Bah Humbug

Besides being neither a Christian nor a consumerist, I’ve never been a fan of Christmas. The spirit of joy and selfless giving are welcome memes, but they are slogans and platitudes. As an exercise in altruism, giving is rarely selfless. It’s more often tit for tat. Don’t reciprocate giving something to someone who’s given to you, and you’ll see my point. I won’t deny that I witness people in greater joy in the season—some people; neither will I deny the offsetting despair and malaise—the stress of maintaining face and keeping up with the Joneses. The higher rates of seasonal suicides might be a sign.

Christmas is a marketing scheme. If you need something, or if you have kids and they need something or want something that you’d like them to have and can afford it, just get it. Why wait? Why make them wait? It seems pointless and cruel. And this doesn’t even take into account the parents who manipulate their children but threaten withholding at Christmas if they don’t comply with whatever family or societal edicts you are trying to impose upon them.

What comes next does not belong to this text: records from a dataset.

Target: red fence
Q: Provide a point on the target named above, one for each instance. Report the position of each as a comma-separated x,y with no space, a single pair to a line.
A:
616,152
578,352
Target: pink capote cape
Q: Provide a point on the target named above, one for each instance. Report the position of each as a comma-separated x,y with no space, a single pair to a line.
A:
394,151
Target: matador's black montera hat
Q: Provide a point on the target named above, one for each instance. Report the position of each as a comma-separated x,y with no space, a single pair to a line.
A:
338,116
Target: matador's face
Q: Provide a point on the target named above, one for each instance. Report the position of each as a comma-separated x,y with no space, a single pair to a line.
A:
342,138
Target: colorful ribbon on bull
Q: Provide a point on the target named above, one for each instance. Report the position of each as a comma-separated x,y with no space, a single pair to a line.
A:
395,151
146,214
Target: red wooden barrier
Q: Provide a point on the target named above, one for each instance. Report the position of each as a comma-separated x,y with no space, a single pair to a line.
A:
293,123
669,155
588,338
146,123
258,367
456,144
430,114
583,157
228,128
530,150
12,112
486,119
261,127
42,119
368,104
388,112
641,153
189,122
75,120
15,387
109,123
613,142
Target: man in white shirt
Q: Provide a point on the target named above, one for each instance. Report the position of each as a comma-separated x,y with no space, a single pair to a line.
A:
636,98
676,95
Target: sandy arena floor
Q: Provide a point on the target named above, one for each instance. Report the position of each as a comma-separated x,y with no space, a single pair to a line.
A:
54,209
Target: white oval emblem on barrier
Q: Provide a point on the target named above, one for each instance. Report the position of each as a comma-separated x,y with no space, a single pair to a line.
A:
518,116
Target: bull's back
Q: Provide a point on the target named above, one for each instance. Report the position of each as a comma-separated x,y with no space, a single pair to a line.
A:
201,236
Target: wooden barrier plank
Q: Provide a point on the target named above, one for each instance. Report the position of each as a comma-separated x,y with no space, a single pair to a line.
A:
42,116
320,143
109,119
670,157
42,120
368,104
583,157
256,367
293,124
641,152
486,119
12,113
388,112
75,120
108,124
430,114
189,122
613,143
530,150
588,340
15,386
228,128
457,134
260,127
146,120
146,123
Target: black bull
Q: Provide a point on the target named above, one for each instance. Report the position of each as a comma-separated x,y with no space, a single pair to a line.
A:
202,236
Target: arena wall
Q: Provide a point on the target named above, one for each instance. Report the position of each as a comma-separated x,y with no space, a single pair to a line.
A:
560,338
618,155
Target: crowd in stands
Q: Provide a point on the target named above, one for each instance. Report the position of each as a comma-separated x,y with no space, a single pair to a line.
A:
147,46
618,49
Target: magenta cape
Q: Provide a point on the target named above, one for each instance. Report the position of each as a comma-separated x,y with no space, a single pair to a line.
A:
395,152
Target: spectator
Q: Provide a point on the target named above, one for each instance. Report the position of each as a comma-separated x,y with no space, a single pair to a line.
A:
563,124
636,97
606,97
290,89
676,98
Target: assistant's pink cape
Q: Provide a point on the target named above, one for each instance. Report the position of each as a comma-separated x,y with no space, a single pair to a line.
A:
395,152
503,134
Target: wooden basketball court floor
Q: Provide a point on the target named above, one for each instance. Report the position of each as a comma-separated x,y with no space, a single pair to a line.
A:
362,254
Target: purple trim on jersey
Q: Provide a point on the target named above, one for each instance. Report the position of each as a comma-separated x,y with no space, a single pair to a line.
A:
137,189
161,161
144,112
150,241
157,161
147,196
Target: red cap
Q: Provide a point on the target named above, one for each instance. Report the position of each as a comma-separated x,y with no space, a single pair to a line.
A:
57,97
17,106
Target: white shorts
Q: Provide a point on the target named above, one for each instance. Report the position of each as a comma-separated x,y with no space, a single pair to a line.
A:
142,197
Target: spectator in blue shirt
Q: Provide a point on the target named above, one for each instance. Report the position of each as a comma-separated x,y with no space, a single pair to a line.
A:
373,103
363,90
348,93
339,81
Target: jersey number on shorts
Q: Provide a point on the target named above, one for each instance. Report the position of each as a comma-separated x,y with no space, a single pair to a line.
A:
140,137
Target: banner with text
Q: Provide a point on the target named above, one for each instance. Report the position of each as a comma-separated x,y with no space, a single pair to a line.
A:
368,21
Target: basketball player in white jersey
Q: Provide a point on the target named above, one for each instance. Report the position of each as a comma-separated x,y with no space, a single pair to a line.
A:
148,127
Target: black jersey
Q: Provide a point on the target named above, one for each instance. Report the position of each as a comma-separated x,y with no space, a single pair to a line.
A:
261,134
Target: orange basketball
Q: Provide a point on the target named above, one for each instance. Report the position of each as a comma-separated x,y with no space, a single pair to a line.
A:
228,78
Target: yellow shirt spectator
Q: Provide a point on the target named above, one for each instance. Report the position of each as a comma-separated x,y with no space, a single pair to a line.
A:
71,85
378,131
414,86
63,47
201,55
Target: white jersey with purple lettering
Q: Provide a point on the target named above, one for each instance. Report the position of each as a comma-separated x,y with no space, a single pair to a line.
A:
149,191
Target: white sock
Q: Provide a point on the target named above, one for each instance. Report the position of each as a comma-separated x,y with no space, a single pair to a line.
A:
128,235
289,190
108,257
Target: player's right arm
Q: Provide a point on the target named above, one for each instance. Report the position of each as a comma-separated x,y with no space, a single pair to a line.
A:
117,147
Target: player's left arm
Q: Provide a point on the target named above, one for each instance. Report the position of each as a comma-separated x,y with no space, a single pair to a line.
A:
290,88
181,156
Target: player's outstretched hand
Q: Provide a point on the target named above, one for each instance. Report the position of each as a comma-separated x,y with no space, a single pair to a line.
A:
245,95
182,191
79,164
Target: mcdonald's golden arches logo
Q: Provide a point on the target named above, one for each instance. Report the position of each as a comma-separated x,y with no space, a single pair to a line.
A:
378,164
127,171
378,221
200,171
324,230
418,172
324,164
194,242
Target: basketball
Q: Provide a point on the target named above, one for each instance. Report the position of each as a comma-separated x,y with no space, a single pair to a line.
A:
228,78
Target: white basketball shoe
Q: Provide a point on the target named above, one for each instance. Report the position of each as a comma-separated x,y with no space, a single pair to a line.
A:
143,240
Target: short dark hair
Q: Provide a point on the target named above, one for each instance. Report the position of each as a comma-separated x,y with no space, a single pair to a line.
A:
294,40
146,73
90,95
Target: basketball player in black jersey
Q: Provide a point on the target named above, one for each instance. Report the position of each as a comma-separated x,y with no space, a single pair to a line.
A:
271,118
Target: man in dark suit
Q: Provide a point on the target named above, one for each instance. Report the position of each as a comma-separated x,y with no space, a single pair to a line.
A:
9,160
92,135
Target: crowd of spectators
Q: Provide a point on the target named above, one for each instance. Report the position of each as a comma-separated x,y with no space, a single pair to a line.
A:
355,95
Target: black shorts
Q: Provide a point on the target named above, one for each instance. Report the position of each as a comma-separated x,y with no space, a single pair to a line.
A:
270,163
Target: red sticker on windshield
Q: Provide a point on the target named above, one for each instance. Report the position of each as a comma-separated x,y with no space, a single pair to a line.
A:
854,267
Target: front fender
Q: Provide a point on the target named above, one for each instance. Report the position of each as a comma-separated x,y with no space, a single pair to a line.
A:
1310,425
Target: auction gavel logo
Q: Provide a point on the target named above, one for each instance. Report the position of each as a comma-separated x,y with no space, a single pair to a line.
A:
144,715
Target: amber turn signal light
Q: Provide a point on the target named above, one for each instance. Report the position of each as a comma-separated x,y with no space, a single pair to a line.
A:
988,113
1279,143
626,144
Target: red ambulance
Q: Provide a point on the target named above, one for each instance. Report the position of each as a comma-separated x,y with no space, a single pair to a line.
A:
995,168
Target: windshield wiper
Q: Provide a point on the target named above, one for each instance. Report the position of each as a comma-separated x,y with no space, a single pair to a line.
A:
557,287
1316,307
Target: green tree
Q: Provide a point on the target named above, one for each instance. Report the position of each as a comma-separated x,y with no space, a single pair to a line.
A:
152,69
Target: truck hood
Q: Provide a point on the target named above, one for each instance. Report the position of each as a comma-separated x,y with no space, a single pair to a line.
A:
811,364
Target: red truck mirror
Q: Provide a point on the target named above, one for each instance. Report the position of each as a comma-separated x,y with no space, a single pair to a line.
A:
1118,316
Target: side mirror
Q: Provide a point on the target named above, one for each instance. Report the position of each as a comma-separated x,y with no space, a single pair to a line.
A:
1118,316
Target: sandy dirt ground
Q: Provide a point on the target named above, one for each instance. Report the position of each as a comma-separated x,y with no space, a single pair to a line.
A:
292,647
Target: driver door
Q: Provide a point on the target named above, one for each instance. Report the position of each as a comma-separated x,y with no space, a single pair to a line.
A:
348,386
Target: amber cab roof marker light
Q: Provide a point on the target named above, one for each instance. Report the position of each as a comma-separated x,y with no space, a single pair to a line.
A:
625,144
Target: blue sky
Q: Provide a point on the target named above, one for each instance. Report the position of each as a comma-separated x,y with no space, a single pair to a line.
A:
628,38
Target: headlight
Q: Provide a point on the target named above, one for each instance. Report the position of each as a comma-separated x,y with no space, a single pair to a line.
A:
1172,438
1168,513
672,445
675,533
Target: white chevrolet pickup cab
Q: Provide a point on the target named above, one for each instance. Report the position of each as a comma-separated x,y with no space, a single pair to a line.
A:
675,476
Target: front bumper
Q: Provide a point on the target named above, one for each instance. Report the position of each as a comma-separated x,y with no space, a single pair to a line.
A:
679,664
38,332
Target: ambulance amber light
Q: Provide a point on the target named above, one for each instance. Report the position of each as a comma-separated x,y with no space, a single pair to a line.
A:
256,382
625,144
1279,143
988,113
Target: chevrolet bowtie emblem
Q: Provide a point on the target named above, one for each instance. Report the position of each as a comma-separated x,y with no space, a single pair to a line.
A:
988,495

Economically, gift-giving is what’s known as a deadweight loss. In most cases, the gift of cash allows the recipient to spend it in a manner optimal to their own situation. If they happen to buy the same jumper you would have purchased, then you can feel comforted by your knowing that you would have given the same thing. Perhaps you found the perfect item on some distant shore that they wouldn’t have visited. This is an exception. But a gift from Amazon or Best Buy doesn’t fit that bill.

If I want to give a gift, I will. If it’s coincident with a birthday or a holiday, so be it. But if it’s not, that’s fine, too. As humans in the West, we are already so indentured to too many things to count that we don’t need another fetter. Put up a tree. Put up a menorah. Put up a flag. Put up an Anubis statuette. Unfortunately, the lines are blurred between wanting to and having to.

In the end, Christmas is one performance I’d like to opt out of. Whilst I find that most people are hypocrites, the hypocrisy is trebled during the holidays. ‘Tis the season.